Trata-se do Recurso Especial 1.753.262/SP, distribuído à relatoria do ministro Benedito Gonçalves, prolator do voto condutor do acórdão.

Apesar de o Brasil não ser membro da OCDE, o país tem adotado o modelo proposto por esta organização para a celebração de tratados internacionais tributários, cuja finalidade mais relevante consiste na distribuição, entre os países signatários, de competências para cobrar Imposto de Renda sobre determinados tipos de rendimentos.

Segundo essa diretriz, os lucros de uma empresa de um Estado Contratante são tributáveis neste mesmo Estado (competência do local onde a sociedade contratada estiver domiciliada), salvo se a empresa exercer sua atividade em outro Estado Contratante por meio de um estabelecimento permanente aí situado. Neste caso, os lucros serão tributáveis no outro Estado Contratante, mas unicamente na medida em que corresponderem a esse estabelecimento permanente. É o que dispõe o artigo 7º das convenções tributárias brasileiras, a respeito dos “lucros das empresas”.

Nesse contexto, considerando que a remuneração pelos serviços administrativos prestados sem transferência de tecnologia se enquadra no conceito trazido no artigo 7º dos tratados internacionais para evitar a dupla tributação celebrados pelo nosso país com os referidos países, no caso analisado pelo STJ o contribuinte defendeu a ausência de competência do Brasil para exigir o IRRF sobre os pagamentos efetuados em favor das empresas estrangeiras, diante da competência exclusiva do país de residência do prestador para a tributação da renda, valendo-se, inclusive, da jurisprudência consolidada da Corte sobre a matéria.

A Fazenda Nacional, por sua vez, inicialmente defendeu o enquadramento destes pagamentos aos artigos 21 e 22 dos tratados internacionais, que tratam de “outros rendimentos” e autorizam a tributação no Brasil, com  o argumento de que tais valores não comporiam o lucro das empresas estrangeiras e, assim, não poderiam ser enquadrados no artigo 7º dos tratados.

Já em fase recursal, a Fazenda inovou os seus argumentos ao defender que os serviços administrativos prestados pelas empresas no exterior se tratavam de “serviços técnicos e de assistência técnica”, ainda que sem transferência de tecnologia, cujo tratamento deveria ser equiparado a royalties para fins de incidência do IRRF, por força dos protocolos anexos aos tratados internacionais em questão, que preveem a aplicação das disposições relativas aos royalties aos rendimentos provenientes da prestação de assistência técnica e serviços técnicos.

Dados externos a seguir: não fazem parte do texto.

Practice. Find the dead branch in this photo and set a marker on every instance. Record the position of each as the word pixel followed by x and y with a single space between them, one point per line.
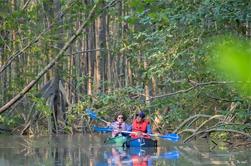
pixel 189 119
pixel 216 130
pixel 52 63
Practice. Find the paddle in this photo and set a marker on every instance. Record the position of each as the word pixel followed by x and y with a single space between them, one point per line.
pixel 93 115
pixel 170 137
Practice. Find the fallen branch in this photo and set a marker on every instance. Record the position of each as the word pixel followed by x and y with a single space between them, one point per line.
pixel 216 130
pixel 52 63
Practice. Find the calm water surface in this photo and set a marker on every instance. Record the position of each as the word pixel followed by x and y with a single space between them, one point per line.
pixel 89 150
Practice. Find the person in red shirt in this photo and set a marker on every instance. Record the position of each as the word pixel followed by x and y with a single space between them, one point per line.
pixel 141 126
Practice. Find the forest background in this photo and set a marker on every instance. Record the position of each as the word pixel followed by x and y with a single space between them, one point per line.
pixel 59 57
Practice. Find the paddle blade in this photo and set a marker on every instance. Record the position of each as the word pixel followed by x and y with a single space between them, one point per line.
pixel 90 113
pixel 102 129
pixel 171 137
pixel 172 155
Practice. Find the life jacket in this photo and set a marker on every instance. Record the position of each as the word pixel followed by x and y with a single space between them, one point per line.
pixel 139 126
pixel 118 126
pixel 138 161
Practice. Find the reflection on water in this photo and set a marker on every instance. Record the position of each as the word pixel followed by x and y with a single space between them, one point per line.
pixel 89 150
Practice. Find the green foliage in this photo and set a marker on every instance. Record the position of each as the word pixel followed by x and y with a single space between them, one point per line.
pixel 231 58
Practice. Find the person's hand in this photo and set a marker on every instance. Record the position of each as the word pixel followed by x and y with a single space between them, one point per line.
pixel 108 123
pixel 139 133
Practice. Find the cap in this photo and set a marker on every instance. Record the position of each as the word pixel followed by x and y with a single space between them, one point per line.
pixel 141 114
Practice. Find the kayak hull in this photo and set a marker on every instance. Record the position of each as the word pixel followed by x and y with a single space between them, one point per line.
pixel 123 141
pixel 141 142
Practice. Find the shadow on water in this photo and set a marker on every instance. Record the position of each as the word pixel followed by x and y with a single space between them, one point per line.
pixel 89 150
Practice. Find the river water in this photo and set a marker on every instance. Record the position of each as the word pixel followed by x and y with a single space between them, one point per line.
pixel 89 150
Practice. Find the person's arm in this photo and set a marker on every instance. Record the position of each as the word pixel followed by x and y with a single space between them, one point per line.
pixel 129 127
pixel 149 129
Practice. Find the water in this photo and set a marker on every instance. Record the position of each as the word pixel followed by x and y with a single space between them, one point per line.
pixel 89 150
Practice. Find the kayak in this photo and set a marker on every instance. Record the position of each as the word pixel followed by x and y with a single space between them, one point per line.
pixel 141 142
pixel 116 141
pixel 124 141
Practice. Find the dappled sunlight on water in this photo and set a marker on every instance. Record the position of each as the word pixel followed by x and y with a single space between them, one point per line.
pixel 90 150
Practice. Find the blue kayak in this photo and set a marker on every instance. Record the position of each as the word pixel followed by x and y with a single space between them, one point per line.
pixel 141 142
pixel 123 141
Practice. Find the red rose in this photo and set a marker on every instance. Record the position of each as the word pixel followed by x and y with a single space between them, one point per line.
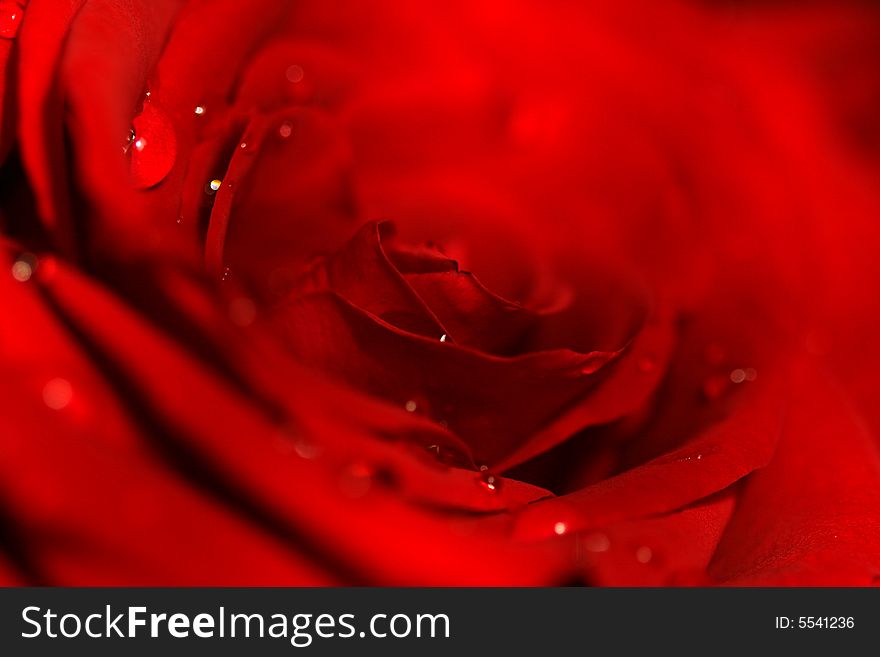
pixel 432 294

Na ocasião do julgamento no STJ, a matéria foi apreciada sob este novo prisma pelos eminentes ministros da Corte.

O Colegiado afirmou ser “incontroverso que se trata de rendimentos provenientes da prestação de serviços técnicos ou assistência técnica, sem transferência de tecnologia”, diante do que decidiu dar provimento ao recurso especial fazendário, com o entendimento de que as convenções firmadas pelo Brasil com Alemanha, Argentina e China estabelecem, em seus protocolos adicionais, que aos rendimentos provenientes de serviços de assistência técnica e serviços técnicos são aplicáveis os artigos 12 das referidas convenções, que tratam da tributação de royalties – cujos pagamentos são caracterizados pela transferência do direito de uso, gozo ou fruição de um direito –, de modo que estariam sujeitos à tributação no Brasil. Esse foi a questão de grande relevância não observada na decisão.

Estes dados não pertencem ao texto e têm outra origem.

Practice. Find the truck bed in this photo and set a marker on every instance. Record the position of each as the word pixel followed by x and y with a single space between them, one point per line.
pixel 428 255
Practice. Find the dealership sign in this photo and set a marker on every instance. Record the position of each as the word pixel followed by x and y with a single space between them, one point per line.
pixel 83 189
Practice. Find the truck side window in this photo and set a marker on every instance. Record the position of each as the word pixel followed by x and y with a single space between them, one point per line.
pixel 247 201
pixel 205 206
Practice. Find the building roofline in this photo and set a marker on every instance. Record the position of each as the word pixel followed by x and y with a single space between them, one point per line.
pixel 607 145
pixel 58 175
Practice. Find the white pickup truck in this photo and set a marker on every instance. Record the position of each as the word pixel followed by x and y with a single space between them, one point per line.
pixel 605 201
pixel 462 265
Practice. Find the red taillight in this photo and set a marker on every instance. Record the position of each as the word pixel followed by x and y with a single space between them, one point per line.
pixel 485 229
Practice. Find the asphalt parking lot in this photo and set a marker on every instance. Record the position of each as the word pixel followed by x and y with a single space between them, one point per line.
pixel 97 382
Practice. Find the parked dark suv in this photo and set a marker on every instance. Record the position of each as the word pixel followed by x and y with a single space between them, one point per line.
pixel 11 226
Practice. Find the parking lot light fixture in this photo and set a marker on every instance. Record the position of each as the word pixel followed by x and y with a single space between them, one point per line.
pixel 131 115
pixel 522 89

Segundo o voto-vista proferido na ocasião do julgamento pela ministra Regina Helena Costa, “os protocolos anexos dos tratados firmados com a Alemanha, Argentina e China estabelecem, respectivamente, uma nítida equiparação de tais rendimentos”, razão pela qual estaria, no caso, autorizada a tributação no Brasil.

Assim, por entenderem que o Brasil teria intencionalmente se afastado do modelo-padrão da OCDE, com vistas a atender os interesses brasileiros enquanto país majoritariamente importador dos serviços aqui tratados, concluíram os eminentes ministros da 1ª Turma que “não se aplicam aos rendimentos em questão as disposições dos artigos 7 dos tratados em testilha”.

Apesar de não possuir efeito vinculante, referido precedente merece atenção porque nitidamente altera a reiterada e acertada jurisprudência do STJ acerca da matéria, que reconhece a não incidência de IRRF sobre os pagamentos remetidos ao exterior em decorrência de serviços prestados sem transferência de tecnologia, inclusive, em casos análogos a este em análise, envolvendo a aplicação de tratados internacionais compostos por protocolo adicional (vide REsp 1.475.779/RS e  REsp 1.890.708/SP).

Contudo, não sendo esta a conclusão alcançada pelos ministros da 1ª Turma no julgamento do REsp 1.753.262/SP, os quais consideraram “irrelevante a existência de transferência de tecnologia” para fins de aplicação da chamada “cláusula de equiparação” prevista nos protocolos adicionais dos tratados internacionais, o contribuinte opôs embargos de declaração apontando vícios no julgado que dizem respeito à natureza dos serviços efetivamente prestados no caso concreto (correspondentes a serviços administrativos, e não serviços técnicos ou de assistência técnica, sendo esta a premissa que fundamentou o acórdão), bem como requerendo a modulação de efeitos do julgamento de mérito, na medida em que o recente entendimento exarado pela 1ª Turma contraria o posicionamento consolidado da Corte sobre a matéria, configurando inequívoca alteração jurisprudencial. Referido recurso encontra-se pendente de julgamento no âmbito da 1ª Turma e requer um acompanhamento especial por parte dos contribuintes, já que o Colegiado terá uma nova oportunidade de se debruçar sobre o assunto para definir importantes contornos da presente questão jurídica.

A esse respeito, é importante que o STJ enfrente, ainda, a própria definição de royalties trazida pelos tratados internacionais, que descarta qualquer possibilidade de equiparação entre o tratamento fiscal dos royalties e aquele atribuído à prestação de serviços de qualquer natureza.

Conforme parecer da lavra do professor-doutor Sergio André Rocha, acostado ao recurso aqui tratado[1], “o que se buscou com a regra do protocolo foi simplesmente evitar a fragmentação contratual em casos onde a prestação de serviços fosse meramente acessória ou instrumental a contratos tipicamente remunerados mediante o pagamento de royalties“. Assim, “independentemente do conceito de serviço técnico, o mesmo somente poderá ser tratado como royalty caso haja uma relação entre o serviço e um fato econômico que tipicamente se enquadre como tal”.

A apreciação de tais pontos é demasiadamente relevante para o correto enfrentamento da controvérsia.

[1] ROCHA, Sergio André. Parecer. Contratação de serviços de assistência administrativa sem transferência de tecnologia prestados por residentes na Argentina e na China. Qualificação no artigo 7º do tratado tributário celebrado entre o Brasil e estes países. Inexistência de estabelecimento permanente no país da fonte dos rendimentos. Ausência de competência do Brasil para tributar tais rendimentos. Tributação exclusiva nos países de residência das entidades prestadoras. Jul./ 2023.